08.05.2021 - 07:00 | Son Güncellenme:
Hanife Baş - Sosyal medyada başlatılan gençlik fotoğraflarının paylaşımı akımıyla ilgili tartışmalar sürüyor. ‘20’li yaşlar challenge’ trendiyle ilgili Milliyet’in dikkat çektiği tehlikeler ses getirdi.
Ulaştırma ve Altyapı Bakan Yardımcısı Ömer Fatih Sayan, ‘20’li yaşlar challenge’ akımı konusunda uyardı.
Twitter hesabından paylaşımda bulunan Sayan, ‘20’li yaşlar challenge’ ve benzeri akımların son günlerde popüler olduğuna dikkati çekerek, kişisel verileri ve yüz ifadelerini kopyalayan bu gibi akımların, görsel veri işleme alanına zemin hazırladığını bildirdi. Mümkün olduğunca dikkatli davranılması gerektiğini vurgulayan Sayan, yapay zeka teknolojilerinin çözmeye çalıştığı sorunlardan birinin de yaşlanmanın oluşturduğu yüzdeki değişikliklere karşı algoritmalara direnç kazandırmak olduğuna işaret etti.
Değişime bakıyorlar
Ömer Fatih Sayan, kişinin şimdiki haliyle eski halinin değişiminden yapay zeka algoritmalarını besleyecek istatistiki veriler oluşturulduğu uyarısında bulunarak, “Aynı zamanda farklı uygulamalar ve cihazlardan paylaştığımız parmak izi ve yüz taraması gibi verilerimiz, genetik verilerimizi barındırıyor.
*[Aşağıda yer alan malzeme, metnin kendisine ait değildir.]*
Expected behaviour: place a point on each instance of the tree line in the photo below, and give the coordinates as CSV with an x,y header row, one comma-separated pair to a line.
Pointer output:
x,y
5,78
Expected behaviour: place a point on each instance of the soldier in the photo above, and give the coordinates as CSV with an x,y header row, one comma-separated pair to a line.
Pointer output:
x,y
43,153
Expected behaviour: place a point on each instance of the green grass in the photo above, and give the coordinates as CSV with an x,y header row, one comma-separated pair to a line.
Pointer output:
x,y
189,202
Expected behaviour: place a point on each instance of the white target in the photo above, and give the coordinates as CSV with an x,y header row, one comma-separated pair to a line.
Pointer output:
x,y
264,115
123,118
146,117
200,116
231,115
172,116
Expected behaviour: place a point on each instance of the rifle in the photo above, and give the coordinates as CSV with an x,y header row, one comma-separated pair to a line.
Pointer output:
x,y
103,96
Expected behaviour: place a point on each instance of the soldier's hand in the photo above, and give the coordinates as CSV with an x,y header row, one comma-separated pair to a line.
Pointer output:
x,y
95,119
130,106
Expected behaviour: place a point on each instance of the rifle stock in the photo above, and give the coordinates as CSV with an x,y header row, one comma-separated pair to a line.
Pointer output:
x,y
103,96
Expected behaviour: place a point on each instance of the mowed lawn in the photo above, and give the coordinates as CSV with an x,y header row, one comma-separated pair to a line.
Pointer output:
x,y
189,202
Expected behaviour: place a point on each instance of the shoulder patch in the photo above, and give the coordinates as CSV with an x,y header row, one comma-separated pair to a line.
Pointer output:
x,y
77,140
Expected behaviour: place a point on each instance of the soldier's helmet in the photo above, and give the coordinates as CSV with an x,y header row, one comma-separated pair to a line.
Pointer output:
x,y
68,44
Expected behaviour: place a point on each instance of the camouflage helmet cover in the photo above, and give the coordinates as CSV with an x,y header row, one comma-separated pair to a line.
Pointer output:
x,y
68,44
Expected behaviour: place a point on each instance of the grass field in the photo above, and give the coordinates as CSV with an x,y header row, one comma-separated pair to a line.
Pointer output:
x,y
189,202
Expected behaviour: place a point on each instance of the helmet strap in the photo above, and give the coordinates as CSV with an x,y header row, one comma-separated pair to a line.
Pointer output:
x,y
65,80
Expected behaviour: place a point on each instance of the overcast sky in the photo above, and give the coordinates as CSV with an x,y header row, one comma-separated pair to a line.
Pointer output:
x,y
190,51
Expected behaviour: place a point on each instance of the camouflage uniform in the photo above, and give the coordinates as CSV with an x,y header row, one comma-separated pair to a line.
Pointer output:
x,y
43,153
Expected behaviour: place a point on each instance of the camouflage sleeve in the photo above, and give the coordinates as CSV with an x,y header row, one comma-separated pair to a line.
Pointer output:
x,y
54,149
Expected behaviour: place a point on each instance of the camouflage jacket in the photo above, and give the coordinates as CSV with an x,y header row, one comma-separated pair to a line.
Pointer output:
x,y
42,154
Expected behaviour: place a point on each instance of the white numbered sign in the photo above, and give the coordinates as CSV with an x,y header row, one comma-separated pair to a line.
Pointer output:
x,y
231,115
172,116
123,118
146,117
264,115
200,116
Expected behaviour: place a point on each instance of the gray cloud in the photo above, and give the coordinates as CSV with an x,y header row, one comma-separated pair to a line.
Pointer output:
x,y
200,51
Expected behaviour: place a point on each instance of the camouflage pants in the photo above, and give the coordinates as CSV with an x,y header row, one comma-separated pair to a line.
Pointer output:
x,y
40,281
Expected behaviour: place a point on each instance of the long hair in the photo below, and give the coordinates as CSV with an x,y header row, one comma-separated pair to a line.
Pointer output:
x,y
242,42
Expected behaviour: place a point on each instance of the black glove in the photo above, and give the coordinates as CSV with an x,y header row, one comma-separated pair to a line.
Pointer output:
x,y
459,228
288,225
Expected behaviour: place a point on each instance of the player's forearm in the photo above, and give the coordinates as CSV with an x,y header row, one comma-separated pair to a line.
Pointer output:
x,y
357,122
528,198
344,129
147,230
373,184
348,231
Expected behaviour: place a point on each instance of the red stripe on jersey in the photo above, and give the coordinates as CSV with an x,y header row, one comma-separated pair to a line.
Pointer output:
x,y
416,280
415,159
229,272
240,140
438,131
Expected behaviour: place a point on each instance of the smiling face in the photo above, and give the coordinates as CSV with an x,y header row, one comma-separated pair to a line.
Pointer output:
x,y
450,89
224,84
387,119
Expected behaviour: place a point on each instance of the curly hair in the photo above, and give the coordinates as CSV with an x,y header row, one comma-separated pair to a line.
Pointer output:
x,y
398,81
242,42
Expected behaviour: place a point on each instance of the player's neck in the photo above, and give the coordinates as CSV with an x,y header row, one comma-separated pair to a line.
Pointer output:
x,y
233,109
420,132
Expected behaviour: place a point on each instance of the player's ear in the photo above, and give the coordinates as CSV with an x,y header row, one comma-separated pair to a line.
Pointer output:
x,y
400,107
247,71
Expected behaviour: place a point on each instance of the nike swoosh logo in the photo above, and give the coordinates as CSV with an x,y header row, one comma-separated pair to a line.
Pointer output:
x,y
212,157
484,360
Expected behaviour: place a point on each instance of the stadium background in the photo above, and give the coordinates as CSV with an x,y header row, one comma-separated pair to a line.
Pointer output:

Bu gibi hassas verilerin hangi sunucularda, nasıl tutulduğu, yeterli güvenliğe sahip olup olmadığı tam bir kara kutu. Kişisel verilerimiz, bizi belirli veya belirlenebilir hale getiren, bizi tanımlayan ve bize ait olan bilgilerimiz. Bu nedenle kişisel verilerimizi korurken, özellikle de sosyal medyada paylaşırken daha hassas davranmalıyız” diye konuştu.
‘Çocuğunuz bile sıkıntı çekebilir’
Dünyada en iyi yüz tanıma firmaları arasında bulunan Ayonix’in kurucusu olan Dr. Sadi Vural da, sosyal medya kullanıcılarına “’20’li yaşlar challenge’ gibi akımlara kanıp kesinlikle resimlerini paylaşmasınlar. Daha önce yaşlandırma yazılımları çıkmıştı. Bu gibi kampanyalar, kişilerden resim toplayıp yapay zeka algoritmalarını güçlendirmek için tuzak. Fotoğrafını paylaşan kişilerin 20 yıl önceki haline artı eksi 10 yaş daha eklenirse kişinin 10 yaşındaki ve 40 yaşına gelmiş hali rahatlıkla ve yüksek doğrulukla tespit edilebilir. Fotoğrafını paylaşanlar elleriyle tüm özel verisini verdiğinden dolayı kişinin ailesine, çocuğuna kadar sorunlar oluşturacağını düşünüyorum. Kullanıcılar bu gibi tuzaklara düşmemek için resimlerini, özellikle de eskileri paylaşmasınlar” uyarısında bulundu.
Acaba veriniz kimin elinde?
Firmaların kendi yapay zeka algoritmalarını geliştirerek çok eski görüntülerden kişileri tespit edebildiklerini vurgulayan Vural, “Sosyal medyada bu bilgileri kullanan Facebook, Instagram gibi firmalar bu bilgilerle kendi yüz tanıma yöntemlerini geliştiriyor. Resim arşivlerini kategorize edip, FBI, Interpol, CIA gibi istihbarat teşkilatlarına ve özel pazarlama firmalarına para karşılığı sattıklarını biliyoruz” dedi.